Der Aufbruch
Traduit de l’allemand par Philippe Abry et présenté par Charles Fichter – BILINGUE
Le 9 novembre 2013 ont été proclamé les lauréats 2013 du Prix Nathan Katz du Patrimoine, parrainé par le Conseil Régional d’Alsace et l’Office pour la Langue et la Culture d’Alsace (OLCA). Le Prix distingue l’œuvre d’Ernst Stadler (1893-1914), figure majeure de la littérature expressionniste, fauché par la guerre en 1914 à 31 ans. La Bourse de traduction est attribuée à Philippe Abry pour la première traduction intégrale de son chef-d’œuvre, Le Départ (une traduction partielle par Guillevic a été publiée chez Arfuyen en 1983).
Rappelons que Prix Nathan Katz du patrimoine distingue une œuvre du patrimoine littéraire alsacien, du moyen âge à nos jours, écrite en dialecte ou en allemand, afin de témoigner de la richesse exceptionnelle de cette culture. Les précédents lauréats de ce prix ont été : en 2004 Jean Arp (1886-1966) ; en 2005 les frères Matthis (1874-1930/1944) ; en 2006 Alfred Kern (1919-2001) ; en 2007 Geiler de Kaysersberg (1446-1510) ; en 2008 Gustave Stoskopf (1869-1944) ; en 2009 : René Schickele (1883-1940) ; en 2010 Rulman Merswin (1307-1382) et l’« Ami de Dieu de l’Oberland » ; en 2011 Jörg Wickram (1505-1562) ; en 2012 Émile Storck (1899-1973).
« Heym, Trakl et Stadler ont tous trois été enlevés à leur création par une mort précoce, note Karl Ludwig Kirchner.

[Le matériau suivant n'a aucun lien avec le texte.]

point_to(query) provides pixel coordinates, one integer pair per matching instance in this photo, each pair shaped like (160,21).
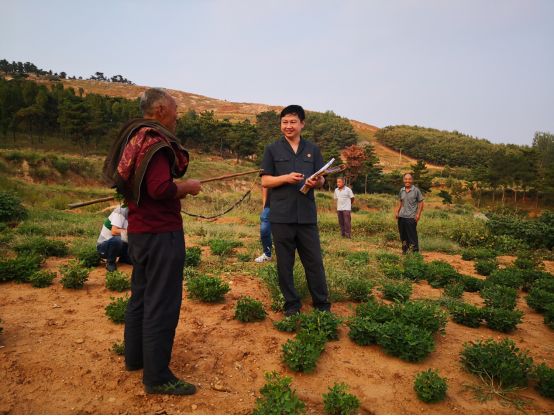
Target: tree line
(24,69)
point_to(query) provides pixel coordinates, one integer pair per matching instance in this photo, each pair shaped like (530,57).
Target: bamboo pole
(217,178)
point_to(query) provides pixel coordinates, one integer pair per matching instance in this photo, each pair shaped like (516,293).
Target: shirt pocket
(283,166)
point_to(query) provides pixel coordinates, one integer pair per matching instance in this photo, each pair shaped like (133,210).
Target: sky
(483,68)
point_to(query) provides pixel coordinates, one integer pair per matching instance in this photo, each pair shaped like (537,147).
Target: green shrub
(11,210)
(399,291)
(509,276)
(193,256)
(478,253)
(392,271)
(42,246)
(375,312)
(116,309)
(430,386)
(302,352)
(538,299)
(339,402)
(363,331)
(359,290)
(545,380)
(414,267)
(88,256)
(440,273)
(497,296)
(42,278)
(249,310)
(471,284)
(359,258)
(423,314)
(207,288)
(454,290)
(19,269)
(221,247)
(502,363)
(486,266)
(74,275)
(288,324)
(466,314)
(277,397)
(407,342)
(549,315)
(117,281)
(321,322)
(502,320)
(119,347)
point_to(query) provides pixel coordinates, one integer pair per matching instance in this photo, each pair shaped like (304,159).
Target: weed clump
(19,269)
(338,401)
(74,275)
(430,387)
(545,380)
(501,364)
(11,210)
(43,247)
(42,278)
(88,256)
(193,256)
(207,288)
(321,322)
(406,341)
(117,281)
(277,397)
(116,309)
(302,352)
(249,310)
(466,314)
(398,291)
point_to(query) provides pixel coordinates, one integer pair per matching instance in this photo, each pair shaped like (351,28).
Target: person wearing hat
(112,242)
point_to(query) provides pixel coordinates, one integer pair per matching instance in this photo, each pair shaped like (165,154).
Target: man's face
(167,114)
(291,126)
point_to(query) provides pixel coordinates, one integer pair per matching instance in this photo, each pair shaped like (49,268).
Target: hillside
(389,158)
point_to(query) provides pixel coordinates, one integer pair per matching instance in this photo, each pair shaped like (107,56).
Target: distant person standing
(408,212)
(265,229)
(345,199)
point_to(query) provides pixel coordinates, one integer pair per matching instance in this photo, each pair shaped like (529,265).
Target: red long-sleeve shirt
(159,210)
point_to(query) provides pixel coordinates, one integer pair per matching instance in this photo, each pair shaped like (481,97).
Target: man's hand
(293,177)
(189,186)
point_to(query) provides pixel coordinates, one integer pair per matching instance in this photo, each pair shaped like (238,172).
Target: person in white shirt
(345,199)
(112,242)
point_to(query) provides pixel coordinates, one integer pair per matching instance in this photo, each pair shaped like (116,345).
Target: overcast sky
(484,68)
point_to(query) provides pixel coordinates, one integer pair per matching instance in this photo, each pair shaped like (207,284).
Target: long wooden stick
(218,178)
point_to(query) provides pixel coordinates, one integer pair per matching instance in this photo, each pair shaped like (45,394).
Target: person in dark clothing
(287,165)
(407,212)
(143,163)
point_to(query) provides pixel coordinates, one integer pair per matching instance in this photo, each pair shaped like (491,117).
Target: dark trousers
(408,234)
(345,221)
(112,249)
(153,310)
(287,238)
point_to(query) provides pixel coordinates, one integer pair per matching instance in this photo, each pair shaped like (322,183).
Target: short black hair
(294,110)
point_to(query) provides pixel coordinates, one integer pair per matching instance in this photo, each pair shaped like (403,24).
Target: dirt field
(55,357)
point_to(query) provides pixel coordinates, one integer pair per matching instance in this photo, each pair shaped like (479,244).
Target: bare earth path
(55,357)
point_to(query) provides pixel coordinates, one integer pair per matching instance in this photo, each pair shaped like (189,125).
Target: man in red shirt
(144,162)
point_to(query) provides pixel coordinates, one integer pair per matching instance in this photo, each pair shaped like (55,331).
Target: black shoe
(129,367)
(176,388)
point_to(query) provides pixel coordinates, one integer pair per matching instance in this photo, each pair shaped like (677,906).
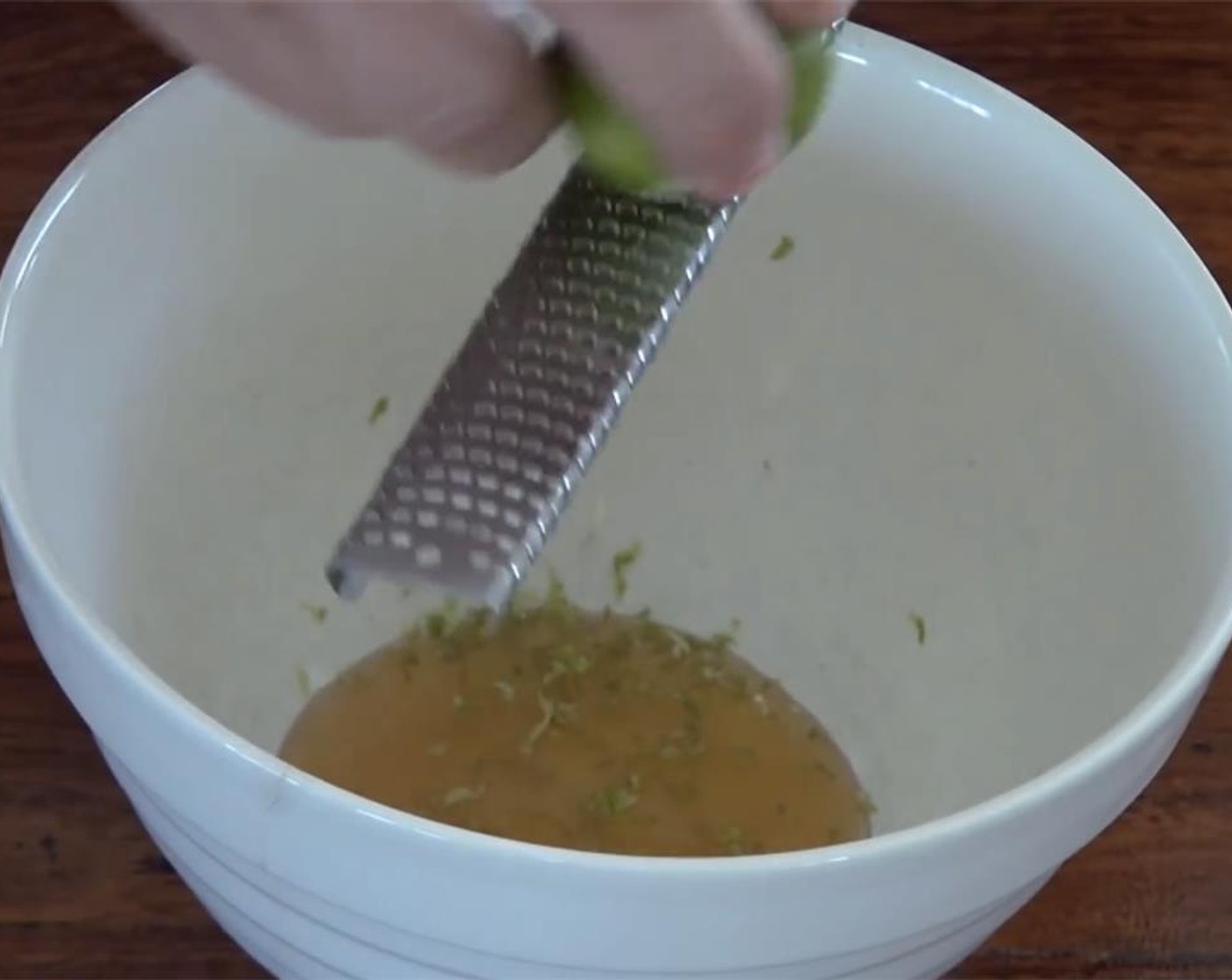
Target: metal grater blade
(472,494)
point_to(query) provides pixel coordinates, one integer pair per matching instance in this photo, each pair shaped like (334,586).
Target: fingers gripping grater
(472,494)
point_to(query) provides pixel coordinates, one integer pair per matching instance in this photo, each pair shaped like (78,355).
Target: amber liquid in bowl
(595,732)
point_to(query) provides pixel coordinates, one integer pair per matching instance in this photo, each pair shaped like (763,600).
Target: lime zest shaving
(787,246)
(920,627)
(380,407)
(622,561)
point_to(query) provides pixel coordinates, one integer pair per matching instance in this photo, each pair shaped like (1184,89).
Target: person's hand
(706,79)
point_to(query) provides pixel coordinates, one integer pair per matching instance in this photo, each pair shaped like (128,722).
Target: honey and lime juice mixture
(591,730)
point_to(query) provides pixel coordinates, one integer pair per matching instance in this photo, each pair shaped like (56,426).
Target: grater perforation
(479,485)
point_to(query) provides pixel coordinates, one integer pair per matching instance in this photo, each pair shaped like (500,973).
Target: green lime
(616,150)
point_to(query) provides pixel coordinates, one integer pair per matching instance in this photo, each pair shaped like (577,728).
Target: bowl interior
(988,388)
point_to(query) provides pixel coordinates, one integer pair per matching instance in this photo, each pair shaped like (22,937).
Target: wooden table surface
(85,894)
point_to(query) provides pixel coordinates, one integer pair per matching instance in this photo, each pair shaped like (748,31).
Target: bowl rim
(1186,676)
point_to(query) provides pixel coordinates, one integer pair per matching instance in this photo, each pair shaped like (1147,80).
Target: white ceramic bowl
(992,386)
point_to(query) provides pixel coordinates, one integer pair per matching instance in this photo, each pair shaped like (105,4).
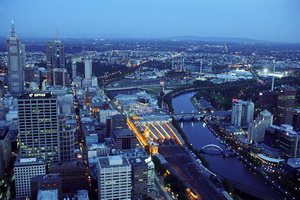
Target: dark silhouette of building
(280,103)
(268,100)
(73,175)
(296,120)
(16,63)
(285,106)
(124,139)
(139,178)
(5,149)
(56,64)
(45,182)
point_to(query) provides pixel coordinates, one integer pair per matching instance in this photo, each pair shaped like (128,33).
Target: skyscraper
(114,178)
(296,120)
(258,126)
(25,169)
(88,68)
(16,63)
(38,127)
(242,113)
(285,106)
(56,64)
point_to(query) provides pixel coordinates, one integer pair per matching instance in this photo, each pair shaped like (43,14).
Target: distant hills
(216,39)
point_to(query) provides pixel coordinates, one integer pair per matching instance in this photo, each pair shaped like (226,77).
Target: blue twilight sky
(273,20)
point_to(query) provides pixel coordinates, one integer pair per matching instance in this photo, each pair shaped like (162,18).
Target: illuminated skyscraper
(242,112)
(285,106)
(88,68)
(16,63)
(56,64)
(39,127)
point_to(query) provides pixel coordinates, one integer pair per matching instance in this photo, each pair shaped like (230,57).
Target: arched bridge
(212,149)
(187,116)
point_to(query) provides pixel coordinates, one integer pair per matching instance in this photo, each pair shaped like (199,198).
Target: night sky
(271,20)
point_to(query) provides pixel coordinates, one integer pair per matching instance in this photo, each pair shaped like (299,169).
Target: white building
(114,178)
(25,169)
(242,113)
(258,126)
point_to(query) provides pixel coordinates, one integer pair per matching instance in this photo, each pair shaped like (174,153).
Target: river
(232,168)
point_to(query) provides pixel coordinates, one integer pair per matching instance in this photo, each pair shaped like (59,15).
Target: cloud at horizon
(276,20)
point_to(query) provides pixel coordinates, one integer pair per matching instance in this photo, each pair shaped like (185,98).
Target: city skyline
(257,20)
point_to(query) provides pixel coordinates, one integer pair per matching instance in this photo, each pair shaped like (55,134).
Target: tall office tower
(258,126)
(16,63)
(242,113)
(114,178)
(67,141)
(289,141)
(55,60)
(285,106)
(38,127)
(88,66)
(268,100)
(124,139)
(25,169)
(296,120)
(5,149)
(74,69)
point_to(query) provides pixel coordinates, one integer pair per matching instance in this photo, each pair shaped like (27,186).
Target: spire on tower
(57,33)
(12,29)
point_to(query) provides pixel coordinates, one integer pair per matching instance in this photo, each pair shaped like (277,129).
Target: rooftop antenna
(12,29)
(57,32)
(200,66)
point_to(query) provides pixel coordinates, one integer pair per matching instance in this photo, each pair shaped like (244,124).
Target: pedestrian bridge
(212,149)
(191,116)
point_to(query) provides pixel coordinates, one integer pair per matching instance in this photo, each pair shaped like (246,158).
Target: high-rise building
(268,100)
(39,127)
(114,178)
(56,63)
(67,141)
(48,182)
(88,65)
(25,169)
(5,149)
(124,139)
(257,128)
(73,175)
(242,113)
(16,63)
(74,69)
(285,106)
(296,120)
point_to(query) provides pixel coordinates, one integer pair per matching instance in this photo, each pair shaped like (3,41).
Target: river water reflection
(232,168)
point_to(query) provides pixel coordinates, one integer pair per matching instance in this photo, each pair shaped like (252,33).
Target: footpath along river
(232,168)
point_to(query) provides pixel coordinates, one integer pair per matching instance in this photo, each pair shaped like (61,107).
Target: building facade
(25,169)
(257,128)
(285,106)
(39,127)
(88,68)
(114,178)
(16,58)
(56,63)
(242,113)
(5,149)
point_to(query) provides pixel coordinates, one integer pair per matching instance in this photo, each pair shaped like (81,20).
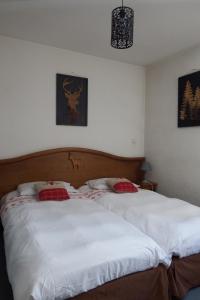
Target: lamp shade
(122,27)
(146,166)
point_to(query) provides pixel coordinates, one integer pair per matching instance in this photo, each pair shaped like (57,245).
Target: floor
(6,291)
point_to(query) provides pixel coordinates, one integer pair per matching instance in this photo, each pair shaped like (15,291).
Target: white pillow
(98,184)
(101,183)
(9,196)
(28,189)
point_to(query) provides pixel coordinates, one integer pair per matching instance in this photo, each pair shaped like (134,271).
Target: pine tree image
(187,103)
(197,104)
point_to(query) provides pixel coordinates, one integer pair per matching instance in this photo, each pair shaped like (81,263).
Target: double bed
(76,165)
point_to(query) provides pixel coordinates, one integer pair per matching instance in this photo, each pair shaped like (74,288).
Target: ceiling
(162,27)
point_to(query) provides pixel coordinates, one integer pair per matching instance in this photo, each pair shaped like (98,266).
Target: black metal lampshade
(122,27)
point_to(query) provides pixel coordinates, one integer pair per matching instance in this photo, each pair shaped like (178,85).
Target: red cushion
(125,187)
(58,194)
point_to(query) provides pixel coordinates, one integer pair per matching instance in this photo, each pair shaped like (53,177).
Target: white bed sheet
(174,224)
(56,250)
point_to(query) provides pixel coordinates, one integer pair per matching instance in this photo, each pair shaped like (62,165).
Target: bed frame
(77,165)
(74,165)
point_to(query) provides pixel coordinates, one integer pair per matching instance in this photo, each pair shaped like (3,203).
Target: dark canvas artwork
(189,100)
(71,100)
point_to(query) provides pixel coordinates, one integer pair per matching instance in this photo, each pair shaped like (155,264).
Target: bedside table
(149,185)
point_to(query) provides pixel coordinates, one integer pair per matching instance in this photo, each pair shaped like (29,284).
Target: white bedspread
(174,224)
(56,250)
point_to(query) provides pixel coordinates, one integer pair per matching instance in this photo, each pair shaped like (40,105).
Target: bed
(174,224)
(76,166)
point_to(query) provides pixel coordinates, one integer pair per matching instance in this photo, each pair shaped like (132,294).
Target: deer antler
(66,82)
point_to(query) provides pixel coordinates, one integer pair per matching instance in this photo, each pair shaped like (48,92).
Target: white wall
(28,101)
(174,152)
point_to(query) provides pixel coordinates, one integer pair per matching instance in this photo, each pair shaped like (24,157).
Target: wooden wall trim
(71,164)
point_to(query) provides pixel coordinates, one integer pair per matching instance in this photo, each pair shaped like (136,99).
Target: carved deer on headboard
(72,98)
(75,162)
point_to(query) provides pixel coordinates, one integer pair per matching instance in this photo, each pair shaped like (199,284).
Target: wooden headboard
(74,165)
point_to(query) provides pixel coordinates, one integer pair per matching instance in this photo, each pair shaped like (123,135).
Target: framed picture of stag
(71,100)
(189,100)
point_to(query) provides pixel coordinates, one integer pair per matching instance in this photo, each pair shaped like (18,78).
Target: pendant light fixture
(122,27)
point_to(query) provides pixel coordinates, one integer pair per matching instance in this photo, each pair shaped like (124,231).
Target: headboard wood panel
(75,165)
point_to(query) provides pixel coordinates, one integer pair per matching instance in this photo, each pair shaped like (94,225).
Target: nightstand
(148,185)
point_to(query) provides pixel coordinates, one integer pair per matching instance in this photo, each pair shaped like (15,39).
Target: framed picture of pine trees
(189,100)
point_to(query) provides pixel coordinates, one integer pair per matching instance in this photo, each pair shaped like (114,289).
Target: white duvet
(174,224)
(56,250)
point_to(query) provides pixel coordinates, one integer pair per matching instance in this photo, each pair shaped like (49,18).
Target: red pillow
(125,187)
(57,194)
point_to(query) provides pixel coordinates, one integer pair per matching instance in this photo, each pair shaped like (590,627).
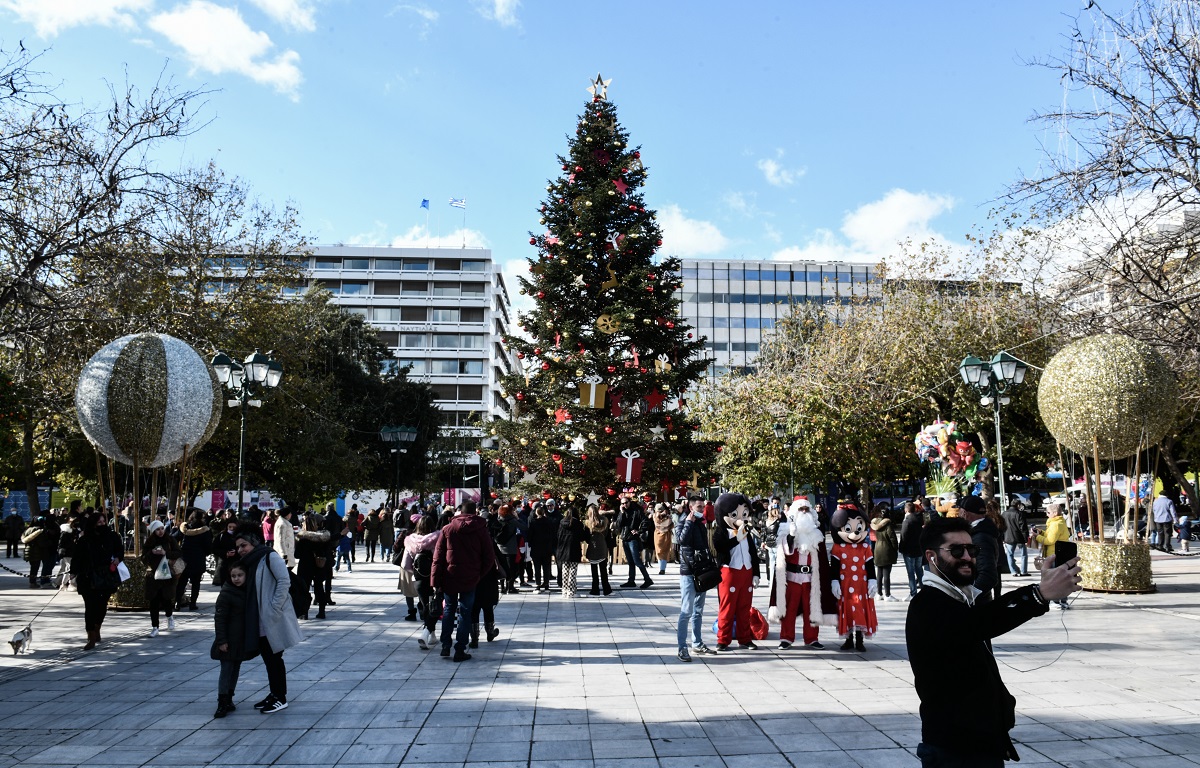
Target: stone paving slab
(587,683)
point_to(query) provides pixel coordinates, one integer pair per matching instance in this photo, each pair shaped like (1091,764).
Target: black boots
(225,705)
(853,642)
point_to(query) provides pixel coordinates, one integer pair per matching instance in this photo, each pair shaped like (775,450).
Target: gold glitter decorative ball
(1108,388)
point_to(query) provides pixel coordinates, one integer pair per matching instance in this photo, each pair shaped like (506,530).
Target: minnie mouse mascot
(853,570)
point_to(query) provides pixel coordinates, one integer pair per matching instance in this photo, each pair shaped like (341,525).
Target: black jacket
(985,535)
(981,724)
(571,532)
(693,535)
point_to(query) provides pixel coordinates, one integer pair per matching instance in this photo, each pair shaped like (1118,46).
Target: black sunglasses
(958,550)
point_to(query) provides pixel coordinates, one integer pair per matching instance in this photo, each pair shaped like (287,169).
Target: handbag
(706,573)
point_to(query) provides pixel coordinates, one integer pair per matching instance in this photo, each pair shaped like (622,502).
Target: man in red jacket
(462,556)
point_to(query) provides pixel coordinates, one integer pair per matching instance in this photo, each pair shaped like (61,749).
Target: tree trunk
(1169,457)
(27,456)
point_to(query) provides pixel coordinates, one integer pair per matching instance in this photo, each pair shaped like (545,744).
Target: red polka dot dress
(856,610)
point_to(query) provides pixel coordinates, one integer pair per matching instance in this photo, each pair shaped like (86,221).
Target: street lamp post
(246,382)
(400,437)
(993,381)
(781,433)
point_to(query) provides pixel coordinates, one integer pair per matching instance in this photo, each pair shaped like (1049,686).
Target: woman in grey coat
(271,623)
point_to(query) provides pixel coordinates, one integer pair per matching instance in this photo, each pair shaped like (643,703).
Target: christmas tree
(600,400)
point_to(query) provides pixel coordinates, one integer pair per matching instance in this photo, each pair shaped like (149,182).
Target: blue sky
(771,130)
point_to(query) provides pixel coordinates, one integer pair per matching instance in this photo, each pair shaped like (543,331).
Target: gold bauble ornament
(1110,389)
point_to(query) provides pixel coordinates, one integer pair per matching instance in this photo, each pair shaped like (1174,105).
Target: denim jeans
(916,570)
(459,606)
(691,610)
(634,555)
(1013,549)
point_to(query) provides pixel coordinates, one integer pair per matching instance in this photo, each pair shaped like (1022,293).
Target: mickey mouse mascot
(739,570)
(802,585)
(853,570)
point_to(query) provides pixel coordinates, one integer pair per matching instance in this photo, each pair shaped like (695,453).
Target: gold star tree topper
(599,88)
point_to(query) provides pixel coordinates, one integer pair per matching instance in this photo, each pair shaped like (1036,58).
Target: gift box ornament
(629,466)
(592,391)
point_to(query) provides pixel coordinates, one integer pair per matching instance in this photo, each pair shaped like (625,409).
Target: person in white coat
(271,623)
(286,537)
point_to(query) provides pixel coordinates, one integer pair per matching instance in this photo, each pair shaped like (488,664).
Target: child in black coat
(228,647)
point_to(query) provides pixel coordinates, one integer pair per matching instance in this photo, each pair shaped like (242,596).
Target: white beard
(807,534)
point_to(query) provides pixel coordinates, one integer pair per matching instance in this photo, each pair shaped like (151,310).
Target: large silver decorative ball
(1109,389)
(144,397)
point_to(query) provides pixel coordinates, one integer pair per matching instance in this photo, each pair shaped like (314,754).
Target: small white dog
(22,641)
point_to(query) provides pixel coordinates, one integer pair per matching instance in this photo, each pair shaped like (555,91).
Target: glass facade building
(736,304)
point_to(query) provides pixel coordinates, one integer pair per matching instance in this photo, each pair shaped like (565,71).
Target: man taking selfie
(965,709)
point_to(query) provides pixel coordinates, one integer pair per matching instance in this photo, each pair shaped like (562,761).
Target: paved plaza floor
(583,683)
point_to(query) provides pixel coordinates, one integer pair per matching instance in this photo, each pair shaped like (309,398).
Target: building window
(415,366)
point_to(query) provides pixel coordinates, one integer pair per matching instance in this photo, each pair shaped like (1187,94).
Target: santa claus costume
(802,581)
(853,569)
(739,570)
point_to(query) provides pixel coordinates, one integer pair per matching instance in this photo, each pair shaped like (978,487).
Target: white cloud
(871,232)
(49,17)
(689,237)
(291,13)
(501,11)
(217,40)
(774,172)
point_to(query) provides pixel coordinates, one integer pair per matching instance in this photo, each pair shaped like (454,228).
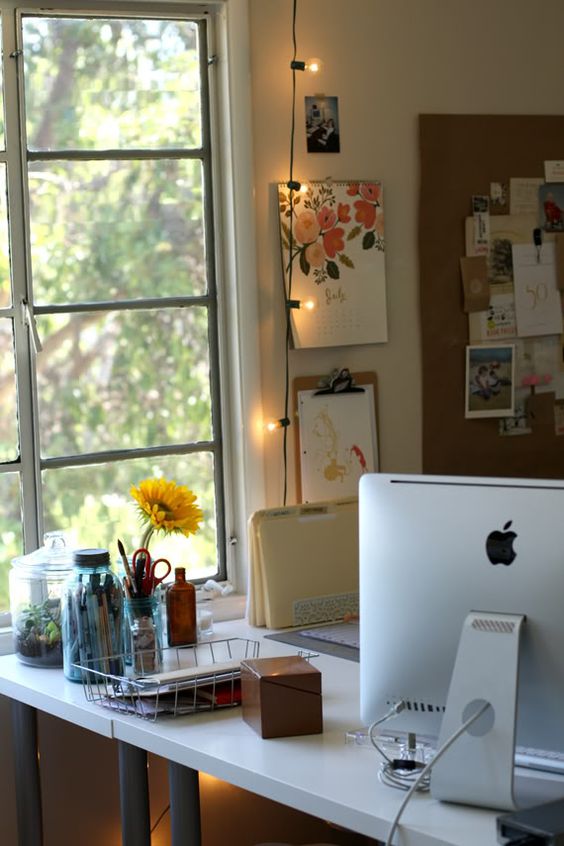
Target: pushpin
(537,240)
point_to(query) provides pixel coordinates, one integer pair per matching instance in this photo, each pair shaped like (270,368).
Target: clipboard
(303,564)
(337,436)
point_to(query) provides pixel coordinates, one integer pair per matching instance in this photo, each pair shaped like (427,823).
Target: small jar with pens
(92,616)
(143,628)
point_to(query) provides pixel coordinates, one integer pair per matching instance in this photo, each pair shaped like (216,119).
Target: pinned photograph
(490,381)
(322,124)
(551,198)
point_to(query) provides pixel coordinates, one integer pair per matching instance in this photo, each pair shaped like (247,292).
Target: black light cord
(291,185)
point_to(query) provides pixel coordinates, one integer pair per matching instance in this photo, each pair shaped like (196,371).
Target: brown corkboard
(460,156)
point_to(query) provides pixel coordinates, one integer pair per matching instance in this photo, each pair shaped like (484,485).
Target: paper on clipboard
(338,442)
(303,564)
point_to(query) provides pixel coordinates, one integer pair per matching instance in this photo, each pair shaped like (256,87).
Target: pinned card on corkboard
(559,259)
(540,409)
(474,270)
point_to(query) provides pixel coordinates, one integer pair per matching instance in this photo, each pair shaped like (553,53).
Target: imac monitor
(433,549)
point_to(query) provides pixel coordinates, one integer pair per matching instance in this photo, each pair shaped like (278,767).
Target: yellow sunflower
(166,507)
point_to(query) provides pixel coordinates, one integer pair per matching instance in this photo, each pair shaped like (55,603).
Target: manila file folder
(303,563)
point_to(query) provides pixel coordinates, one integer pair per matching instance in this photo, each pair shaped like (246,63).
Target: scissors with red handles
(144,571)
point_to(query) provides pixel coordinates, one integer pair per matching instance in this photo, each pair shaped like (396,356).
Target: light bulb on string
(273,424)
(314,65)
(309,303)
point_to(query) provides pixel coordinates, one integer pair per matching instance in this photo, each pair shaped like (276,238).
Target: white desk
(318,774)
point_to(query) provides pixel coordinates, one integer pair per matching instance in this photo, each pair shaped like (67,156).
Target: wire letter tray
(195,678)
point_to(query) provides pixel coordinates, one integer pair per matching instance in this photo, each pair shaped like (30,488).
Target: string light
(272,425)
(314,65)
(309,304)
(294,186)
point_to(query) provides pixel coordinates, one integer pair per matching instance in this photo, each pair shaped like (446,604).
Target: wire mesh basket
(195,678)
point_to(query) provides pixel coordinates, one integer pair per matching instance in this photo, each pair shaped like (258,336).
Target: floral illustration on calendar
(333,252)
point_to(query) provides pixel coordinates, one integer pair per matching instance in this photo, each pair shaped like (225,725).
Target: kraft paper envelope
(303,563)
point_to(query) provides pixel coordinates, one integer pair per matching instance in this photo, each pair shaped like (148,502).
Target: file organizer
(303,564)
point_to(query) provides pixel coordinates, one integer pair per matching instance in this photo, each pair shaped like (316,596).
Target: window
(107,257)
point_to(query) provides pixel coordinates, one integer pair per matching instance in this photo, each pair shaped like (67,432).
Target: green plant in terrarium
(38,631)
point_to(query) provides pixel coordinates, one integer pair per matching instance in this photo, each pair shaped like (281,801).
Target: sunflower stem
(147,537)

Leur œuvre marque le début de la poésie expressionniste comme aussi elle en épuise les possibilités. » L’œuvre de Stadler comporte quelques-uns des plus beaux poèmes qu’ait inspirés l’Alsace, notamment le texte final sur les statues de l’Église et de la Synagogue de la cathédrale de Strasbourg. Car, pour le poète, la plus émouvante est bien la Synagogue : « J’ai laissé tomber ses cheveux sur ses épaules comme coulerait une pluie blonde, / J’ai cajolé ses mains qui entourent le vieux livre et la lance brisée, / Donné à ses bras pendants la mélancolie des champs de blé ondulant sous le soleil de juillet, / À la douceur de ses pas la musique de l’orgue qui le dimanche se déverse des portes des églises. »
Le 28 juillet 1914, Stadler, mobilisé sous l’uniforme allemand, fit ses adieux à ses amis strasbourgeois réunis dans l’atelier du peintre Henri Beeke : bien après minuit, raconte le peintre, « alors que dehors une garde renforcée faisait sa ronde, retentit soudain dans l’atelier, comme une protestation contre la guerre, la Marseillaise ».
Cent ans après la mort de Stadler dans les premiers mois de la Première Guerre mondiale, il est grand temps de rendre hommage à cet écrivain alsacien de langue allemande, qui étudia à Oxford, enseigna à Bruxelles et fut un véritable européen de culture et de cœur.
C’est dans ce but que le Jury du Prix Nathan Katz a décidé d’attribuer sa Bourse de traduction 2013 à Philippe Abry. Charles Fichter, germaniste et spécialiste de la littérature alsacienne du début du XXe siècle, a donné à cet ouvrage un exceptionnel appareil critique.